A la découverte des « fantômes »
de la ligne ferroviaire de Tours aux Sables d’Olonne
Dominique Setzepfandt
Qui, à Tours, se souvient encore de l’existence d’une ligne de chemin de fer en service pendant presque un siècle et desservant le littoral atlantique ? Qui aujourd’hui sait encore où se situait la gare de la Vendée et quel itinéraire empruntait la ligne Tours – Les Sables d’Olonne pour sortir de l’agglomération ?

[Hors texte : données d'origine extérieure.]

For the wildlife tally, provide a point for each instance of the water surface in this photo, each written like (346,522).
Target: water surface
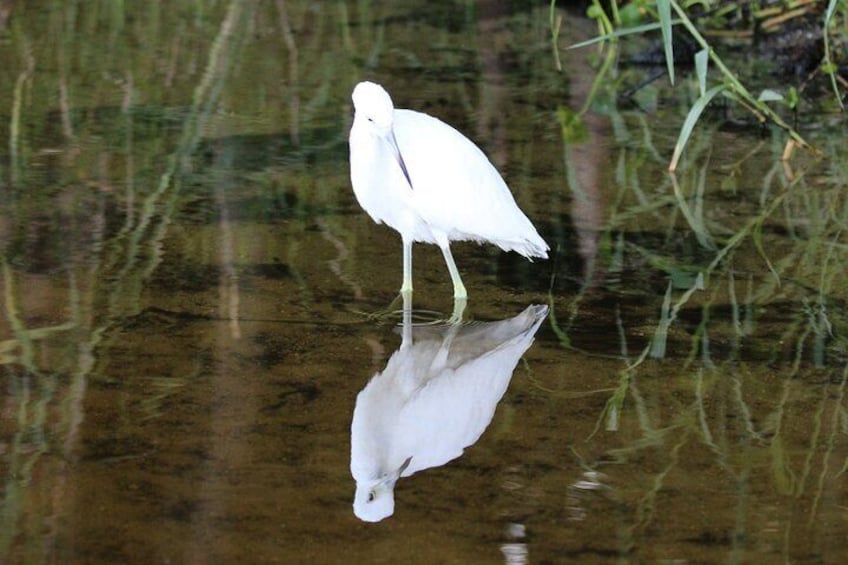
(188,286)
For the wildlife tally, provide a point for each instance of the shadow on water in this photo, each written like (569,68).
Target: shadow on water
(184,265)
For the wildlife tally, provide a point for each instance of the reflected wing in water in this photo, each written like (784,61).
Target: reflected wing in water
(435,397)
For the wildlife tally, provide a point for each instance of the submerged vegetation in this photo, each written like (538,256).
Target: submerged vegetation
(176,221)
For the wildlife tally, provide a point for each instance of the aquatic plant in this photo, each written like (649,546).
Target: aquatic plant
(614,25)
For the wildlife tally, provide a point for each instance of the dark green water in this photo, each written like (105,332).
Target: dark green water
(187,281)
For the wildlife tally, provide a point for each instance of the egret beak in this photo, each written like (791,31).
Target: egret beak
(404,466)
(399,158)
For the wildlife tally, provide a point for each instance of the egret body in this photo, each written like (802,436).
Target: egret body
(429,182)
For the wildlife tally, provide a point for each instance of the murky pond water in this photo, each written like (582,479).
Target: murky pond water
(189,288)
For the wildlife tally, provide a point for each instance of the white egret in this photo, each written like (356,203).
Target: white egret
(435,398)
(429,182)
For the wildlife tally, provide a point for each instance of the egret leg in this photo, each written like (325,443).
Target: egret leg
(459,291)
(406,288)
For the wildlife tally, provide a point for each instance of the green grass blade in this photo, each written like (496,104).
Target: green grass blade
(664,11)
(620,33)
(702,61)
(827,63)
(691,120)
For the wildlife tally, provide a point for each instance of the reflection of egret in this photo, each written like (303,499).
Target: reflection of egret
(435,398)
(430,183)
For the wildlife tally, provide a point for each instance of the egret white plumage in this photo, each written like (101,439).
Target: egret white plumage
(429,182)
(434,399)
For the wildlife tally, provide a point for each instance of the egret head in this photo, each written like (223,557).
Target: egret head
(374,501)
(372,102)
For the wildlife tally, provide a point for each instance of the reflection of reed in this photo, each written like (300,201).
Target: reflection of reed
(752,311)
(99,298)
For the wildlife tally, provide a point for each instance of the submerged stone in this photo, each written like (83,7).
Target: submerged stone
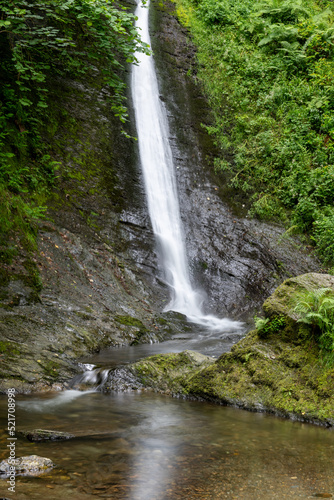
(46,435)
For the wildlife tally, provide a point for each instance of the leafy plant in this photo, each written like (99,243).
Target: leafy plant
(269,78)
(316,308)
(267,326)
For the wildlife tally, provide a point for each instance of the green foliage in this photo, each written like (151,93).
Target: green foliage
(268,71)
(266,326)
(316,308)
(42,41)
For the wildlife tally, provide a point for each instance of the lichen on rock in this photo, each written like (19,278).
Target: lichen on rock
(282,372)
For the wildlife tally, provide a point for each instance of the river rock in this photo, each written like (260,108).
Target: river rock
(281,372)
(46,435)
(32,465)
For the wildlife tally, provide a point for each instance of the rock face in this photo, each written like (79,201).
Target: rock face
(32,465)
(236,261)
(37,435)
(94,281)
(279,370)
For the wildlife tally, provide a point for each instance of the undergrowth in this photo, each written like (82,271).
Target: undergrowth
(267,68)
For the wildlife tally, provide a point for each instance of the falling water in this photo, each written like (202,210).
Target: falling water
(158,170)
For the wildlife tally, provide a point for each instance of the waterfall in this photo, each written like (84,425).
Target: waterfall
(160,185)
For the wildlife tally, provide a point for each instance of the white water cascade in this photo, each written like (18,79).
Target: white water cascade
(160,185)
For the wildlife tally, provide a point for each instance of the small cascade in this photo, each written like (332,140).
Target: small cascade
(161,191)
(106,379)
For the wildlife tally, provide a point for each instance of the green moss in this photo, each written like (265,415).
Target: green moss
(9,349)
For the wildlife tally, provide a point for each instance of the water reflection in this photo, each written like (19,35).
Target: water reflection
(141,446)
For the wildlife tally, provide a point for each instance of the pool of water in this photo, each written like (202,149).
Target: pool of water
(144,446)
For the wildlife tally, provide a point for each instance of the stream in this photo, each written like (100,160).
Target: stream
(138,445)
(143,446)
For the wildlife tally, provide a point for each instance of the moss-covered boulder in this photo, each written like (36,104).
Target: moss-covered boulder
(282,372)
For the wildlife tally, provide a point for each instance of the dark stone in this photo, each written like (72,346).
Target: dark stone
(46,435)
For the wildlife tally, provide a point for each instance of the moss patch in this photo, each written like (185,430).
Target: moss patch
(282,372)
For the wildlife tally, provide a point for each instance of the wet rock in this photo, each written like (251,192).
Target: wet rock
(32,465)
(282,301)
(281,372)
(45,435)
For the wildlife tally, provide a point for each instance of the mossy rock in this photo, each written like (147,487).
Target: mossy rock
(283,372)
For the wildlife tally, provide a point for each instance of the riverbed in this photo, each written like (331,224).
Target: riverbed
(144,446)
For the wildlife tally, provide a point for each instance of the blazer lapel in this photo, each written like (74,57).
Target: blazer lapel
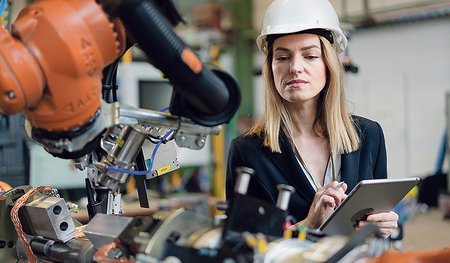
(288,164)
(349,169)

De l’oubliée gare de la Vendée il ne reste absolument rien. Rien de son hall, de ses guichets, de ses quais, de son imposant faisceau de voies, de ses rotondes, de ses ateliers d’entretien, de sa gare marchandises, de ses halles de messageries, de tout un univers ferroviaire et industriel qui a pourtant occupé la majeure partie de l’actuel quartier du Sanitas pendant un siècle… De la ligne des Sables d’Olonne dans sa traversée de Tours et de Joué-lès-Tours il ne reste… que quelques toponymes, des traces visibles seulement à l’œil averti, de discrets vestiges et quelques photos jaunies…
La naissance de la ligne de Tours aux Sables d’Olonne
Et pourtant, cette pauvre ligne abandonnée, oubliée, a une longue et riche histoire. La construction de la ligne de chemin de fer Tours – Les Sables d’Olonne est prévue dès 1854, soit quelques années seulement après l’irruption du train à Tours en 1846 et alors que s’ébauche à peine ce qui deviendra par la suite le nœud ferroviaire de Tours.
Pour cette nouvelle ligne on innove en réalisant le tronçon Les Sables d’Olonne – Chinon en premier. Dès l’été 1873, la voie ferrée venant de Thouars atteint Chinon, où une gare provisoire est aménagée à Saint-Lazare sur la rive gauche de la Vienne. Après l’achèvement du pont sur la Vienne, le rail gagne la gare définitive (à l’est de Chinon) au début de l’automne 1874, pour se diriger vers Joué-lès-Tours, terminus provisoire de la ligne l’année suivante. Cette situation aussi pénible qu’ubuesque oblige les voyageurs en provenance de Vendée à emprunter un transport hippomobile jusqu’à l’embarcadère de la Compagnie du Paris-Orléans pour poursuivre leur voyage par train…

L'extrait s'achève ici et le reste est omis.